Выбрать главу

Поздней, глухой ночью вели его назад пустынными улицами мимо спящих казарм. Низко нависало над казармами мрачное, затянутое облаками небо.

Отходил ко сну мир, тот, что за стенами тюрьмы. А в самом здании уже давно было тихо, как в могиле. Иногда под окном слышались чьи-то шаги, звон шпор. Два квадрата открытой верхней части окна камеры все более густо заполнялись звездами. Умолкли казармы, барабаны, грубые солдатские песни. Теперь с дальних расстояний отчетливее доносились отзвуки настоящей жизни. Громко гудел железнодорожный мост, на маленьком вокзальчике ударяли в колокол, гремели, сталкиваясь, буфера вагонов. Вот первый звонок, второй. На вокзале — сутолока, крики, какие-то люди куда-то едут. У них свои дела, заботы, свои радости. Они не знают, не думают, не испытывают потребности размышлять, откуда это все и зачем. Третий звонок. Долго, пронзительно кричит в ответ паровоз. Двигается вперед, в темноту громадное чудовище, проносится близко, совсем рядом, почти задевая за тюремные стены. Долго гудит мост, долго воет среди стен эхо — ушел поезд. Где встретят эти люди рассвет? Где они будут в мой последний час? Где? Люди, люди, близкие, далекие, незнакомые, разные, скажите, почему так случилось?

Горькой была его жалоба, неизмеримой скорбь. Тягостное это чувство — чувство своей отчужденности, своей обособленности от обычной, нормальной человеческой жизни. Сегодняшний его день, единственный день, который не повторяется, был для остальных людей совершенно обыкновенным днем. Ни на одно мгновение не прервется многообразная деятельность человечества. Не замедлит шага жизнь и не станет торопиться. Кому суждена радость — будет радоваться, кому горе — плакать будет; не оборвется начатая беседа, не умолкнет веселый говор.

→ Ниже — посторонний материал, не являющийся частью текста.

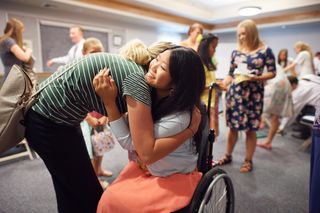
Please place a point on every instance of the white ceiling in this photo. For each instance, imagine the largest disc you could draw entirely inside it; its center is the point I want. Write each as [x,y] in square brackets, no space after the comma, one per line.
[223,11]
[212,12]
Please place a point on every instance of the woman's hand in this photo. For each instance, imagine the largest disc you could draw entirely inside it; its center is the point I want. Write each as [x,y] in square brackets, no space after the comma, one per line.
[105,86]
[195,120]
[92,121]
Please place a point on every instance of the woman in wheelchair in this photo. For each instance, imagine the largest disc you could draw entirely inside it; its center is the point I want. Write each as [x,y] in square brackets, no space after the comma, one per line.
[162,182]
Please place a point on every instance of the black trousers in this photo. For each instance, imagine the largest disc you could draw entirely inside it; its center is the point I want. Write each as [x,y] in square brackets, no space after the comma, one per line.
[64,153]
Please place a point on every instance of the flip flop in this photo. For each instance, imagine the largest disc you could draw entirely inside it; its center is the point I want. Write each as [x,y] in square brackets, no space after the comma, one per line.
[265,146]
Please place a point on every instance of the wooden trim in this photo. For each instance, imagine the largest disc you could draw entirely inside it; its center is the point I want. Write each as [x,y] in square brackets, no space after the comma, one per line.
[296,17]
[127,7]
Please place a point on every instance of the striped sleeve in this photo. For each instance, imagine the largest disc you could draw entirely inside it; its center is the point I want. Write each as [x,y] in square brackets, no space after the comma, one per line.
[135,86]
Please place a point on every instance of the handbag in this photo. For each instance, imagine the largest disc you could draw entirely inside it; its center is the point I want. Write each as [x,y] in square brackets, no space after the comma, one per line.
[102,140]
[15,100]
[17,95]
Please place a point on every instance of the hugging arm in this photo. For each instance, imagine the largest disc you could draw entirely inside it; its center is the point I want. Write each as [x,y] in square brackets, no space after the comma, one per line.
[148,148]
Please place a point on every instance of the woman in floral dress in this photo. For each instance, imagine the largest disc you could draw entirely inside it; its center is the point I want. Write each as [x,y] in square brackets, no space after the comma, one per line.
[245,82]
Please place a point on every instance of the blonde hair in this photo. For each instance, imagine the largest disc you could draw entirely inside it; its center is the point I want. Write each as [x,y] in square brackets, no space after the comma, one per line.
[195,26]
[92,45]
[13,29]
[252,35]
[304,47]
[135,50]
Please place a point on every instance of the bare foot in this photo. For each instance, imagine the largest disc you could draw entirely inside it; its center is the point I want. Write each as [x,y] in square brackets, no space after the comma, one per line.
[265,145]
[105,173]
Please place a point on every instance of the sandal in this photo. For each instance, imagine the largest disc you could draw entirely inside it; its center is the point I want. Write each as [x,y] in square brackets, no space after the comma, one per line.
[225,160]
[265,146]
[246,166]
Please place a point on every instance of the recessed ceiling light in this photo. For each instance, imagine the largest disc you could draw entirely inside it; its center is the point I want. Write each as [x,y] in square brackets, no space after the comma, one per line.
[249,11]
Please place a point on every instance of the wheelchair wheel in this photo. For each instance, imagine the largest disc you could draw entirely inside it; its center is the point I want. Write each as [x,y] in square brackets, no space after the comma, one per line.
[214,193]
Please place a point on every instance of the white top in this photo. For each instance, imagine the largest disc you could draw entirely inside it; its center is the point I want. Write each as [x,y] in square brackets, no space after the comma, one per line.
[316,63]
[182,160]
[305,61]
[73,53]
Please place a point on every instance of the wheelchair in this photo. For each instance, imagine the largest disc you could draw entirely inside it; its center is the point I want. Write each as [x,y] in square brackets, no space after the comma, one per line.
[215,192]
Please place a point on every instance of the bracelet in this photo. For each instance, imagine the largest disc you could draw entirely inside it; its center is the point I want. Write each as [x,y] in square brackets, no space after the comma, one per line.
[191,131]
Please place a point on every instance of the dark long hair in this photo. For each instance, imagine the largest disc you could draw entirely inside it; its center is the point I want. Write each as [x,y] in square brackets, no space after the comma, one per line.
[203,51]
[188,80]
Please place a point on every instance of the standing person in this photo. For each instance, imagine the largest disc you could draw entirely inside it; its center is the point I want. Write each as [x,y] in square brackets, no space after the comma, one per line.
[304,59]
[314,205]
[277,103]
[206,51]
[194,36]
[94,119]
[316,62]
[11,46]
[168,183]
[284,60]
[76,36]
[244,98]
[53,122]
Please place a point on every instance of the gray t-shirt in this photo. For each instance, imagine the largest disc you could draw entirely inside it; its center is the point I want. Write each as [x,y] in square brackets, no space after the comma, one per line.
[7,57]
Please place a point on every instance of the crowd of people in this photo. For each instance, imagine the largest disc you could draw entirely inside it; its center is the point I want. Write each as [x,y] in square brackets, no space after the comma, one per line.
[150,97]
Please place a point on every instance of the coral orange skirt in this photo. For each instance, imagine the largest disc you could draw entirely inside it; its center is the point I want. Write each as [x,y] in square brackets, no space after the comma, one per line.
[137,191]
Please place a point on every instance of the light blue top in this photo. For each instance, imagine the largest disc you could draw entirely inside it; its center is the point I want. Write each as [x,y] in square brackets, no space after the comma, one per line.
[182,160]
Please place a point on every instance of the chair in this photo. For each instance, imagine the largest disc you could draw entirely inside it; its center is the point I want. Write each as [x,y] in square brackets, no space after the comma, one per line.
[214,192]
[307,120]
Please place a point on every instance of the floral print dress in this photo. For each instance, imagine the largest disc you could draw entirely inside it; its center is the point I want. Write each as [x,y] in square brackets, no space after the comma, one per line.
[244,100]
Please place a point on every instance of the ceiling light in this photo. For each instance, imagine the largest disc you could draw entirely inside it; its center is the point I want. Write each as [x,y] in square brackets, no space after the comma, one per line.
[249,11]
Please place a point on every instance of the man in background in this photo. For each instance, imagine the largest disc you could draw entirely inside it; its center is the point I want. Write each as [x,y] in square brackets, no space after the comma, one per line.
[76,36]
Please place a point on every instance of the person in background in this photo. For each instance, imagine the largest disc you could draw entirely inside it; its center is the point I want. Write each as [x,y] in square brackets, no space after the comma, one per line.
[316,62]
[244,98]
[277,103]
[167,184]
[194,36]
[11,46]
[76,36]
[206,51]
[306,93]
[53,122]
[304,59]
[94,119]
[284,60]
[314,190]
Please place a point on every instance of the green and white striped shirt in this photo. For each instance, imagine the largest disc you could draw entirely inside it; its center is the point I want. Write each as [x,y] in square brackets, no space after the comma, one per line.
[68,99]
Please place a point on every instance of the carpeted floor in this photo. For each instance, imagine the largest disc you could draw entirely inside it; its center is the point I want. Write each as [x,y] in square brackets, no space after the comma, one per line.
[278,183]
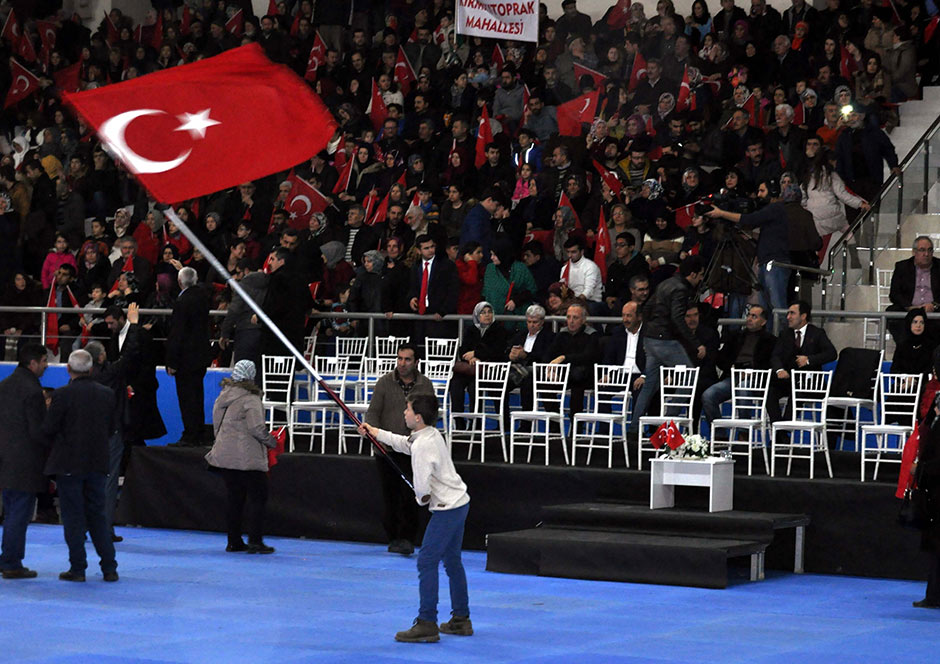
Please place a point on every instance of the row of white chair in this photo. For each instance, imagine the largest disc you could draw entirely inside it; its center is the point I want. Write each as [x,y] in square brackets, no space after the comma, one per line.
[803,435]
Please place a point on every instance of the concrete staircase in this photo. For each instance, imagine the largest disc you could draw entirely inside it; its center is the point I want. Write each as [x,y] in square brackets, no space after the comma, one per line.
[916,118]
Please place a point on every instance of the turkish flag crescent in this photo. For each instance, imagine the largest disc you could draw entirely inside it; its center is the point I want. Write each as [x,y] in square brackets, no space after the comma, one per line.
[637,72]
[303,200]
[609,178]
[484,137]
[573,113]
[317,57]
[581,70]
[602,245]
[377,110]
[24,84]
[682,102]
[198,128]
[69,79]
[11,29]
[404,72]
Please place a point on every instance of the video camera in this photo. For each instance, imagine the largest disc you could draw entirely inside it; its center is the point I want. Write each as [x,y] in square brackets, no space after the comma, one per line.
[726,201]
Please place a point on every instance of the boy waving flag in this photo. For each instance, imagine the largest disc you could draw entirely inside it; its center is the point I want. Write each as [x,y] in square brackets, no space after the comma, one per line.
[196,129]
[437,485]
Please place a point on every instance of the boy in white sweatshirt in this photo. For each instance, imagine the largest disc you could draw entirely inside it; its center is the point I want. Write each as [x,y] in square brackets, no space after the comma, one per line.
[438,486]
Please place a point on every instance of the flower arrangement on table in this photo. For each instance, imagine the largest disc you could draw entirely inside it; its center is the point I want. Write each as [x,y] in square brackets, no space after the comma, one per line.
[674,445]
[693,447]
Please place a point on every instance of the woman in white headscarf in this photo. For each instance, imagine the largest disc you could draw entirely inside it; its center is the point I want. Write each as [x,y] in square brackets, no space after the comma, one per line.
[484,342]
[240,454]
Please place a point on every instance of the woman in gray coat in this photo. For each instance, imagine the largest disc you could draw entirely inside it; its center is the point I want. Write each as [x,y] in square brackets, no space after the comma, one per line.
[240,453]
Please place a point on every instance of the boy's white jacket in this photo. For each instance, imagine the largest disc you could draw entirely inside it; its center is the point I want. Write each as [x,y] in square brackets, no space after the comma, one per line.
[433,469]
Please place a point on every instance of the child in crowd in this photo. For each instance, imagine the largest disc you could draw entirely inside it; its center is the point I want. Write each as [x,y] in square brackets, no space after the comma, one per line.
[437,485]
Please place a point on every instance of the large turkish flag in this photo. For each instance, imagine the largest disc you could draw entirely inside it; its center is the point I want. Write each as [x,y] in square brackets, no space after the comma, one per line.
[206,126]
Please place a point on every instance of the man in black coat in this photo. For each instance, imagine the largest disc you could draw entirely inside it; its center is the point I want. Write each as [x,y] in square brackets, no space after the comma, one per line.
[286,303]
[526,348]
[144,420]
[433,290]
[22,455]
[749,347]
[80,421]
[904,283]
[801,346]
[578,345]
[187,355]
[114,375]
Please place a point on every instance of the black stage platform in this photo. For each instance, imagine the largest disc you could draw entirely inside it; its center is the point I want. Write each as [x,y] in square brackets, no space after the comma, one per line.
[852,531]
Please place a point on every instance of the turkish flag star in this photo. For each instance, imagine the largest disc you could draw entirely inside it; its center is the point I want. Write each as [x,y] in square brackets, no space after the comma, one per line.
[196,123]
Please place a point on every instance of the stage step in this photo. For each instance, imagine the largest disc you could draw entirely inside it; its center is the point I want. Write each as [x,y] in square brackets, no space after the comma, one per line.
[735,524]
[619,556]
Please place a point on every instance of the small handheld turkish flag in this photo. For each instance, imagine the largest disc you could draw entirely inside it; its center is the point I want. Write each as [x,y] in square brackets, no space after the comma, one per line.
[658,439]
[572,114]
[24,84]
[303,200]
[199,128]
[673,437]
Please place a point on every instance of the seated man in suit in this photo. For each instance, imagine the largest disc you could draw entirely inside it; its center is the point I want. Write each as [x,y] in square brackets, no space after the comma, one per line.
[915,283]
[578,345]
[749,347]
[526,348]
[801,346]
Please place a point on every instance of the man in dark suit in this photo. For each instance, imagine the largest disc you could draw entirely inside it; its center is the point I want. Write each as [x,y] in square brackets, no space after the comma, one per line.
[433,290]
[578,345]
[801,346]
[525,348]
[79,423]
[749,347]
[114,375]
[187,354]
[131,262]
[22,454]
[144,421]
[286,302]
[915,283]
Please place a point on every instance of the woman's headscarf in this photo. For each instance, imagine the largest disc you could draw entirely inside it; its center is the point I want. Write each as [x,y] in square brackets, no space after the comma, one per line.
[378,260]
[333,253]
[477,310]
[503,248]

«А ты бы тоже хотел…?» — «Не знаю». — «Иначе быть не может». — «Но это трудно понять». — «Да ведь это тоска, это зависть, это даже не мысли». — «Я не могу думать, пока не пойму, не отгадаю». — «Никогда не отгадаешь, это абсурд, начни размышлять логично и торопись!» — «Но я поражен, я не могу вырваться, не могу остановиться». — «Брось это поскорее, заставь себя думать, ведь время уходит». — «А что такое время? Время уже не существует».

Он усмехнулся своему упорному стремлению трезво мыслить. Пожимал плечами, наблюдая, как уходит быстротечное время. А в чем, собственно, дело? Разве завтра его ждет экзамен, важное мероприятие, которое требует, чтобы был заранее подготовлен план и скрупулезно обдуманы все детали? Разве перед тем, как повесить, с ним будут вести философские диспуты — у крепостной стены, возле виселицы? Или, может быть, завтра на пресловутом «том свете» он должен предстать перед некоей загробной комиссией, состоящей из чиновников канцелярии, которые будут допрашивать, обряжена ли его душа в праздничные одежды, можно ли допустить ее к райскому блаженству? Уж не прикажут ли они отдать им на рассмотрение его расчеты с жизнью? Уж не станут ли допытываться, какие совершил прегрешения? Разве он предполагает встретить там завтра все свои мысли, желания, тайные грехи, поступки, которых он стыдится, о которых никто на свете не знает, но которые якобы записаны и перечислены в нетленной книге? Разве он боится, что все же существуют рай, ад и даже чистилище? Что есть бог, божий суд, возмездие, искупление? Он надеется в течение нескольких часов охватить то, над чем человеческая мысль бьется тысячелетиями, чего не смогли открыть гениальные умы, что описано в миллионах книг, залито потоками крови, выжжено железным клеймом, горело живьем на кострах? Он хочет постигнуть то, к чему были направлены усилия целых поколений?

Нет, он никогда на это не рассчитывал. Не стремился и теперь. Он говорил себе: я не знаю. А того, что знаю, мне достаточно для жизни и обычной смерти. Но оказалось — этой простой философии не хватает. Еще вчера он твердил себе: я не знаю, и никто не знает — и это успокаивало его надолго. Он мог жить, как уж сложилось, и думать о разных повседневных вещах. Ибо еще вчера он был живым, хотя и обреченным человеком. Он ждал своего конца, но еще не видел смерти. Случались минуты, когда смутный призрак заглядывал ему прямо в глаза, но мимолетно — и все быстро забывалось. Долгие дни и недели заключения проходили спокойно и бестревожно. А когда рассудок напоминал ему, что следует подготовиться, он отмахивался — а, у меня еще есть время. Еще вчера у него было время. А сегодня нет. Нельзя откладывать.